[Life On The Mississippi by Mark Twain]@TWC D-Link book
Life On The Mississippi

CHAPTER 52 A Burning Brand
12/19

And take it by and large, it was without a compeer among swindles.

It was perfect, it was rounded, symmetrical, complete, colossal! The reader learns it at this point; but we didn't learn it till some miles and weeks beyond this stage of the affair.

My friend came back from the woods, and he and other clergymen and lay missionaries began once more to inundate audiences with their tears and the tears of said audiences; I begged hard for permission to print the letter in a magazine and tell the watery story of its triumphs; numbers of people got copies of the letter, with permission to circulate them in writing, but not in print; copies were sent to the Sandwich Islands and other far regions.
Charles Dudley Warner was at church, one day, when the worn letter was read and wept over.
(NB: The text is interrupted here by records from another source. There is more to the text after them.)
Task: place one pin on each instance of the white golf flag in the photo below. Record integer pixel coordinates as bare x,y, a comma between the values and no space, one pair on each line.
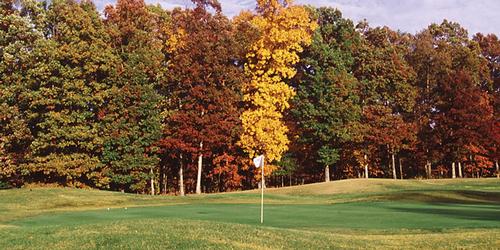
258,161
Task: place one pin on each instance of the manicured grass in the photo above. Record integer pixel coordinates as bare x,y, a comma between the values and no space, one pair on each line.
346,214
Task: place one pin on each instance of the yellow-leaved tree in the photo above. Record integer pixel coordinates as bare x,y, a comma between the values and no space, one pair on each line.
284,29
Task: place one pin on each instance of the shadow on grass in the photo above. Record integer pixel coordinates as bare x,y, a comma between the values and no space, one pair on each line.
489,213
453,197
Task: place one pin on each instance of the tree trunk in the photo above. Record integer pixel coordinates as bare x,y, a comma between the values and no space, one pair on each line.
429,170
401,168
181,177
366,166
200,165
460,169
498,169
152,182
453,174
393,167
327,173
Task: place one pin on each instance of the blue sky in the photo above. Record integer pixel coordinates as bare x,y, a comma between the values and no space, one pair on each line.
406,15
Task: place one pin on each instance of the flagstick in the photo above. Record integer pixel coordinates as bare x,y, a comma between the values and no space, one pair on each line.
262,196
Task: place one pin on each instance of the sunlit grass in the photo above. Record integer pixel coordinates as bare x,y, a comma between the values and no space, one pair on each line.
379,214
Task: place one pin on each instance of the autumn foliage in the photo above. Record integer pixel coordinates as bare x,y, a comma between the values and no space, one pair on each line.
143,99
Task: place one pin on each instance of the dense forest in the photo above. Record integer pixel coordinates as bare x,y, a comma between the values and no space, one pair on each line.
147,100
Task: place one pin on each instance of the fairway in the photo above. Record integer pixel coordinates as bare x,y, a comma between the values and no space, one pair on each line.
385,214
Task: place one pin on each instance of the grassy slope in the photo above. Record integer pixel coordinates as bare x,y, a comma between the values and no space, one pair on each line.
347,214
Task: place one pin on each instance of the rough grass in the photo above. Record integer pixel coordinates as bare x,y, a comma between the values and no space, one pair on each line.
382,214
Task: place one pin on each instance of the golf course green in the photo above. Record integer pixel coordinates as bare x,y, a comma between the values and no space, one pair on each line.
341,214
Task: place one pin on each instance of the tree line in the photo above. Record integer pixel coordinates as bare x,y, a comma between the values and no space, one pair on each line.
147,100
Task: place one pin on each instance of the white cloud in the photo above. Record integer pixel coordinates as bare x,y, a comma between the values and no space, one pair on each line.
406,15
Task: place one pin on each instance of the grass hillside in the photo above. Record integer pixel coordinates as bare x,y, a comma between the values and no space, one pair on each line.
342,214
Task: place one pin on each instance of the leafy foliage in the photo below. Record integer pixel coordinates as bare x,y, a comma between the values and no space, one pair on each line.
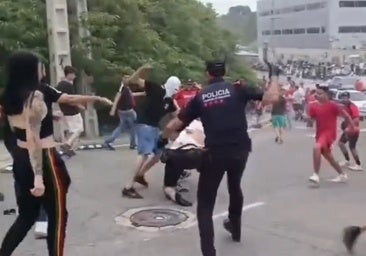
175,36
242,22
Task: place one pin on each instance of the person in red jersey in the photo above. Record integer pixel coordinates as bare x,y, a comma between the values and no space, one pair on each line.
325,113
186,94
350,134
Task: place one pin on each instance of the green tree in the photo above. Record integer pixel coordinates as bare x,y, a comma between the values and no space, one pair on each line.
176,37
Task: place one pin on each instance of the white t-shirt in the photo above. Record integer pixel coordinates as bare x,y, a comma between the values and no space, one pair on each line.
299,96
186,136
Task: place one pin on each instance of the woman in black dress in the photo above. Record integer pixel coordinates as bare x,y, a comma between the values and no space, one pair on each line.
39,171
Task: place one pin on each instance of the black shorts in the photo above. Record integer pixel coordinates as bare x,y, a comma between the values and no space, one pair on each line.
351,138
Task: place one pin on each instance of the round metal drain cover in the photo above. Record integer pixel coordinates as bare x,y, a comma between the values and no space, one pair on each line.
157,218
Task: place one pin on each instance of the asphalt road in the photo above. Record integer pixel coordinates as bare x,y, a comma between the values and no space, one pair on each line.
285,216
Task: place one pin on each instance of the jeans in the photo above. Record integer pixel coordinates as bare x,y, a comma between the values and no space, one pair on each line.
147,139
127,123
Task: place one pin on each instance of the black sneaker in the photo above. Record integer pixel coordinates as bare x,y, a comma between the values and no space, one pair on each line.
179,199
185,175
350,235
234,229
108,146
131,193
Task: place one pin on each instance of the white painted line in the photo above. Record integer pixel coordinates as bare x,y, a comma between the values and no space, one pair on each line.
245,208
121,145
224,214
302,128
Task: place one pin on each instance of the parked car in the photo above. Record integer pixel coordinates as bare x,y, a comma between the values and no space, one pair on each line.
357,98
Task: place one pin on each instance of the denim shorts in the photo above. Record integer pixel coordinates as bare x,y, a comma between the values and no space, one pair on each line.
147,138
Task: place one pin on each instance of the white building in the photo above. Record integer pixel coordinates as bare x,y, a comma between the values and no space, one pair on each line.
312,29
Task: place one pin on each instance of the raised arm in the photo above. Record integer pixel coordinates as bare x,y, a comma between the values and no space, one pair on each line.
82,99
140,76
36,110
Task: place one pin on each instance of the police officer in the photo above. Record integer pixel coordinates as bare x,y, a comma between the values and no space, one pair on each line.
220,106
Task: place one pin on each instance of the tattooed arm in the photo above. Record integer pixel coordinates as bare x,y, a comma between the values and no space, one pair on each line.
36,112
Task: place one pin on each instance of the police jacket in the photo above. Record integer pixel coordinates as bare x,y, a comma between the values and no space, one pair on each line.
221,108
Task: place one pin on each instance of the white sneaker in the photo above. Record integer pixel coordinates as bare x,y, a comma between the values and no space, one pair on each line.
40,230
341,178
357,168
314,178
344,163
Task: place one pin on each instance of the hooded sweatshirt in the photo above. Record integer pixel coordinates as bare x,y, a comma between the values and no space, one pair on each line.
172,86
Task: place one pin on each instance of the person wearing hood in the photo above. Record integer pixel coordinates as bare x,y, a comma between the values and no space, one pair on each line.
157,103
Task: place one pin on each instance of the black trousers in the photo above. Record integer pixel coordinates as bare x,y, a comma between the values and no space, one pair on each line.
57,181
211,174
351,138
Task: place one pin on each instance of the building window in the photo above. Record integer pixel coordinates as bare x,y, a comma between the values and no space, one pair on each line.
360,3
314,6
352,29
287,32
313,30
344,4
298,31
348,4
299,8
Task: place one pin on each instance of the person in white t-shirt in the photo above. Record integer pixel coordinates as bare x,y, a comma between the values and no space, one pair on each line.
298,102
191,137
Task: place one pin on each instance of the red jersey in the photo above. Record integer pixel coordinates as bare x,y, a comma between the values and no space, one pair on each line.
354,112
325,115
311,98
186,95
359,86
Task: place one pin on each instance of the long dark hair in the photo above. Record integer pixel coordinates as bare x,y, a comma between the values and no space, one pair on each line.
21,80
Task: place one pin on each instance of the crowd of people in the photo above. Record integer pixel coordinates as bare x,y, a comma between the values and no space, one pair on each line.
185,127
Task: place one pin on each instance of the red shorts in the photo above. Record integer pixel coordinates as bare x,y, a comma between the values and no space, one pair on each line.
325,142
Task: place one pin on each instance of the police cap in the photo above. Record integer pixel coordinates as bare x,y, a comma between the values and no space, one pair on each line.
215,68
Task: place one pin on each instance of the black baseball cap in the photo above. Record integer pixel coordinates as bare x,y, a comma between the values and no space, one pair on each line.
216,68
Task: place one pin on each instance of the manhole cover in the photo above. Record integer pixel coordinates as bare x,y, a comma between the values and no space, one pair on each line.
157,218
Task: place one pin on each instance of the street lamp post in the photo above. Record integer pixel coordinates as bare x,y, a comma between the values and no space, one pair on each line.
90,114
60,56
59,48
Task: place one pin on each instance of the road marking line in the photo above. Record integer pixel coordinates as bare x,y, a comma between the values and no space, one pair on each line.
224,214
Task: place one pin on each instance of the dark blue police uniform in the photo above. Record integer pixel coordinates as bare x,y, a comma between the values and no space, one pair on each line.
221,107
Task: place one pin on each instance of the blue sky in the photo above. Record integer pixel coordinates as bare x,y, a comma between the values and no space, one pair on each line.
222,6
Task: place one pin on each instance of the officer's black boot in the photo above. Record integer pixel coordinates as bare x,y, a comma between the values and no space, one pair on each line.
233,226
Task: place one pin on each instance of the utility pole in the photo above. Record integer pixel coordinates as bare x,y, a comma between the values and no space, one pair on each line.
90,114
59,48
271,44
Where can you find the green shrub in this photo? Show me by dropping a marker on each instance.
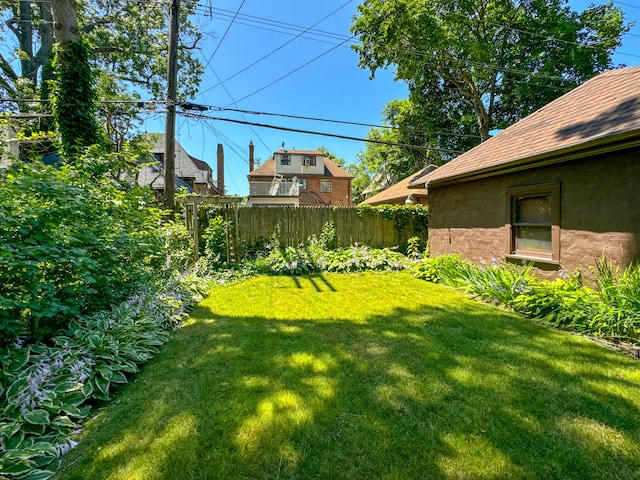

At the church door, afterward, he dropped a peculiarly cold iceberg down the clergyman's back with the question-- 'Do you know that letter to be genuine ?' It was the first suspicion that had ever been voiced; but it had that sickening effect which first-uttered suspicions against one's idol always have.

Some talk followed-- 'Why--what should make you suspect that it isn't genuine ?' 'Nothing that I know of, except that it is too neat, and compact, and fluent, and nicely put together for an ignorant person, an unpractised hand.